In a busy week to come, representatives from the ECB, ESM and IMF returned to Athens on Tuesday to resume talks on the 4th MoU review, with the objective of reaching a Staff Level Agreement (SLA) by the 24 May Eurogroup meeting. Initial negotiations at the Euro Working Group meeting on Monday focused on prior actions, debt relief and the requirement for a precautionary credit line post the expiration of the bailout programme.
A bone of contention in recent discussions concerns debt relief measures. Germany has appeared to harden its stance recently by insisting on parliamentary approval before granting debt relief. Conversely, IMF representative Poul Thomsen reiterated the IMF view that for the Fund to participate in the programme, Greece’s debt should be considered sustainable, implying generous debt relief. He added that for IMF inclusion in the programme before its expiration in August, debt relief measures must be agreed by the 24 June Eurogroup. In this way Greece continues to suffer on a macro level in a similar way to its domestic maladies: just as the systemic banks need to push harder for debt restructuring measures on SME loans, supranational lenders are similarly disjointed in their approach.

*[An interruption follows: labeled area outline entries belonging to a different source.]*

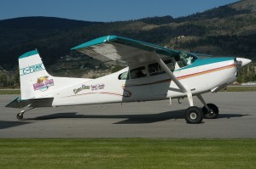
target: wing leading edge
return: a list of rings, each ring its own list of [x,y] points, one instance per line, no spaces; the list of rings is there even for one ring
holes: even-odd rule
[[[164,47],[117,36],[99,37],[74,47],[72,50],[102,62],[124,60],[128,65],[155,60],[155,54],[162,59],[178,54],[178,51]]]

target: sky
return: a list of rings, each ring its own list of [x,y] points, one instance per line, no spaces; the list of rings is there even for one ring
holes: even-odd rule
[[[0,0],[0,20],[51,16],[87,21],[120,21],[203,12],[238,0]]]

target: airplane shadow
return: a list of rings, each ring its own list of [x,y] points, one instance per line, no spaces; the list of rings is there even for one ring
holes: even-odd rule
[[[30,124],[31,122],[26,121],[0,121],[0,130],[5,128],[10,128],[14,127],[18,127],[21,125]]]
[[[184,119],[184,110],[166,111],[158,114],[141,115],[77,115],[77,112],[55,113],[52,115],[28,118],[26,121],[44,121],[61,118],[86,118],[86,119],[125,119],[113,124],[145,124],[154,123],[167,120]],[[218,118],[235,118],[250,115],[242,114],[220,114]]]

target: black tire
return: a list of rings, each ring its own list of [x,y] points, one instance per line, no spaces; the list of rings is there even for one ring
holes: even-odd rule
[[[203,113],[196,106],[189,107],[185,111],[185,120],[189,124],[199,124],[203,120]]]
[[[18,120],[22,120],[23,119],[22,113],[18,113],[17,115],[16,115],[16,117],[17,117]]]
[[[207,104],[211,112],[204,106],[201,110],[206,119],[216,119],[218,115],[218,108],[214,104]]]

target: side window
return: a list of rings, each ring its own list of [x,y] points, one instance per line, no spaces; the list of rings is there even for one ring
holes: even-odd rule
[[[158,63],[148,65],[148,71],[150,76],[165,73],[165,71],[161,70],[161,66]]]
[[[174,70],[175,67],[171,59],[164,60],[164,62],[171,70],[171,71]],[[155,76],[165,73],[165,71],[161,69],[161,66],[158,63],[148,65],[148,71],[150,76]]]
[[[144,66],[130,70],[131,79],[147,76],[146,68]]]
[[[175,59],[180,68],[191,65],[197,58],[189,53],[180,53],[177,54]]]
[[[130,79],[128,71],[125,71],[119,76],[119,80],[128,80],[128,79]]]

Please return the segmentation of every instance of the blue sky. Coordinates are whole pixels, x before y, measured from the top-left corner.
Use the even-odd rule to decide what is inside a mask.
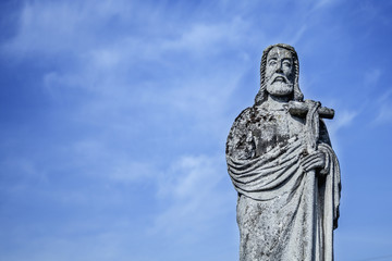
[[[0,10],[0,260],[237,260],[225,139],[277,42],[336,112],[335,259],[392,260],[392,1]]]

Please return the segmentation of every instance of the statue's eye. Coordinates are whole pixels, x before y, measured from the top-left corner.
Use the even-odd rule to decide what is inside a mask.
[[[268,62],[268,65],[274,66],[274,65],[277,65],[277,61],[275,61],[275,60],[270,60],[270,61]]]
[[[286,67],[291,67],[291,62],[283,62],[283,65]]]

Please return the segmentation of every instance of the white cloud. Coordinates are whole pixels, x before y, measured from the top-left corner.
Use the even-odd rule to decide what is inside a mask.
[[[335,136],[336,133],[343,128],[347,127],[353,123],[353,120],[358,115],[359,111],[348,111],[348,110],[342,110],[340,113],[335,116],[334,121],[329,123],[329,133],[331,136]]]
[[[183,236],[179,240],[193,240],[196,238],[187,238],[186,231],[196,227],[200,231],[192,234],[197,236],[231,211],[235,192],[226,189],[230,182],[224,166],[223,157],[183,157],[176,161],[159,181],[158,197],[170,203],[150,233],[179,234]]]

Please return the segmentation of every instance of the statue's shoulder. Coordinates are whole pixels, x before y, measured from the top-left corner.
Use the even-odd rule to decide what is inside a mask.
[[[240,113],[228,136],[228,156],[235,154],[241,159],[254,157],[256,146],[254,141],[254,130],[266,114],[267,111],[258,107],[246,108]]]

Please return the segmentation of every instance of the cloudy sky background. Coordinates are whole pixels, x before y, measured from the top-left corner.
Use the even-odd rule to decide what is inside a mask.
[[[237,260],[225,139],[277,42],[336,111],[335,259],[392,260],[392,1],[0,10],[0,260]]]

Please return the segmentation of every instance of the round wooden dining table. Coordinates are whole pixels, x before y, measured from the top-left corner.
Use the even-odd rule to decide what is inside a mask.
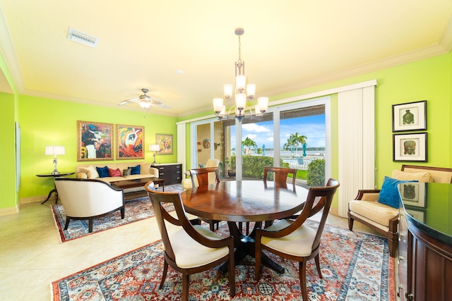
[[[181,197],[186,212],[227,222],[236,247],[235,262],[238,263],[247,254],[254,257],[255,230],[262,222],[292,216],[303,208],[309,190],[290,184],[287,186],[277,187],[273,182],[265,185],[263,180],[222,181],[189,189]],[[245,235],[237,222],[249,221],[256,222],[256,227]],[[284,272],[284,268],[265,254],[262,263],[278,273]]]

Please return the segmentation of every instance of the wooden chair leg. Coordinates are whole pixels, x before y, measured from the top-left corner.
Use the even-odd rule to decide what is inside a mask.
[[[66,224],[64,225],[64,230],[68,230],[68,227],[69,226],[69,221],[71,219],[69,217],[66,217]]]
[[[302,296],[303,300],[307,301],[308,293],[306,289],[306,262],[302,261],[299,262],[299,286],[302,287]]]
[[[231,297],[235,296],[235,266],[232,260],[227,262],[227,271],[229,273],[229,294]]]
[[[319,254],[317,254],[317,256],[316,256],[314,259],[316,261],[316,266],[317,266],[317,272],[319,272],[319,276],[320,276],[320,278],[323,278],[323,276],[322,276],[322,271],[320,270],[320,260],[319,259]]]
[[[160,285],[158,288],[162,289],[163,288],[163,283],[165,283],[165,279],[167,278],[167,272],[168,271],[168,263],[166,260],[163,263],[163,274],[162,274],[162,281],[160,281]]]
[[[261,257],[262,255],[262,250],[259,250],[255,254],[255,261],[256,264],[254,265],[254,273],[256,281],[258,281],[261,278]]]
[[[351,217],[349,217],[349,218],[348,218],[348,229],[349,229],[350,231],[353,231],[353,221],[355,221],[355,220],[354,220],[353,219],[352,219]]]
[[[182,301],[189,301],[189,285],[190,285],[190,275],[182,274]]]
[[[90,219],[88,223],[88,231],[90,233],[93,232],[93,223],[94,219]]]

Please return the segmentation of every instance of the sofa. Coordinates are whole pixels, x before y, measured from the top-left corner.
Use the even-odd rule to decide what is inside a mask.
[[[398,204],[400,196],[396,191],[391,198],[392,205],[382,200],[383,190],[391,190],[392,181],[396,188],[398,181],[452,183],[452,168],[442,167],[402,165],[401,170],[393,171],[391,178],[385,177],[381,190],[362,190],[354,200],[348,204],[348,228],[353,228],[353,221],[357,221],[388,238],[389,253],[394,257],[398,240]],[[389,188],[386,188],[389,187]],[[385,193],[385,197],[388,195]]]
[[[143,161],[80,164],[76,166],[76,172],[78,178],[95,179],[108,183],[124,180],[158,178],[158,169],[152,167],[150,164]],[[124,190],[124,192],[143,190],[144,187],[128,188]]]

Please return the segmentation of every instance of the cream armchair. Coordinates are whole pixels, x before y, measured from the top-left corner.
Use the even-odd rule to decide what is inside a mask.
[[[220,165],[220,160],[218,160],[218,159],[209,159],[208,160],[207,160],[207,162],[206,163],[206,167],[218,167],[219,165]],[[187,175],[190,176],[190,173],[187,172]],[[209,184],[214,184],[216,180],[215,173],[210,173],[208,175],[208,178],[209,178]],[[195,178],[194,179],[194,181],[195,183],[194,187],[199,186],[197,178]],[[193,188],[193,184],[191,183],[191,178],[185,178],[182,180],[182,188],[184,188],[184,190],[191,189],[192,188]]]
[[[66,211],[64,230],[71,219],[88,219],[91,233],[94,219],[116,210],[121,211],[121,219],[124,218],[122,189],[99,180],[64,178],[55,178],[55,186]]]
[[[451,183],[452,168],[402,165],[401,171],[393,171],[391,178],[401,180]],[[388,238],[389,254],[396,254],[398,240],[398,208],[378,202],[380,190],[362,190],[348,204],[348,228],[354,221],[366,225]],[[396,201],[398,204],[398,199]]]

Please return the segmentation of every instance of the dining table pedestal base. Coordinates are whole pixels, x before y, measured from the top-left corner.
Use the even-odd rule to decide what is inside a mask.
[[[235,247],[234,260],[236,265],[247,255],[249,255],[253,258],[254,257],[256,252],[254,240],[256,229],[261,228],[261,222],[256,222],[249,235],[245,235],[240,231],[237,223],[233,221],[227,222],[230,233],[231,233],[231,235],[234,237],[234,246]],[[273,269],[280,274],[284,274],[284,271],[285,271],[282,266],[270,259],[270,257],[263,252],[261,255],[261,263],[264,266]],[[227,271],[227,265],[223,264],[220,267],[220,271],[223,274],[226,273]]]

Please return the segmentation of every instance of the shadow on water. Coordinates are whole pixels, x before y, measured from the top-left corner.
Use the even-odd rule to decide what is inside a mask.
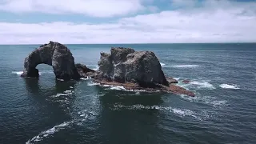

Greece’s post-bailout era continues to be characterised by two approaches: either relying on the market to impose fiscal discipline (though premised on a sizeable €20bn cash buffer covering the country’s funding needs until early 2020), and/or the country’s creditors working to maintain some form of conditionality after the bailout. Notwithstanding, recent positive Greek bank stress test results, combined with the expected successful conclusion of the 4th MoU review, should provide adequate conditions for lifting capital controls entirely in the medium term. This should ensure that Greece remains on a path to recovery after August this year. Furthermore, adding conditions to debt relief on strict ex-ante compliance sets a positive tone.
Our view is that the market will respond positively to the achievement of a SLA at the 24 May Eurogroup. Debt relief, combined with post-bailout surveillance, expected rating upgrades and further tapping of capital markets will send a strong message that Greece is back from the brink.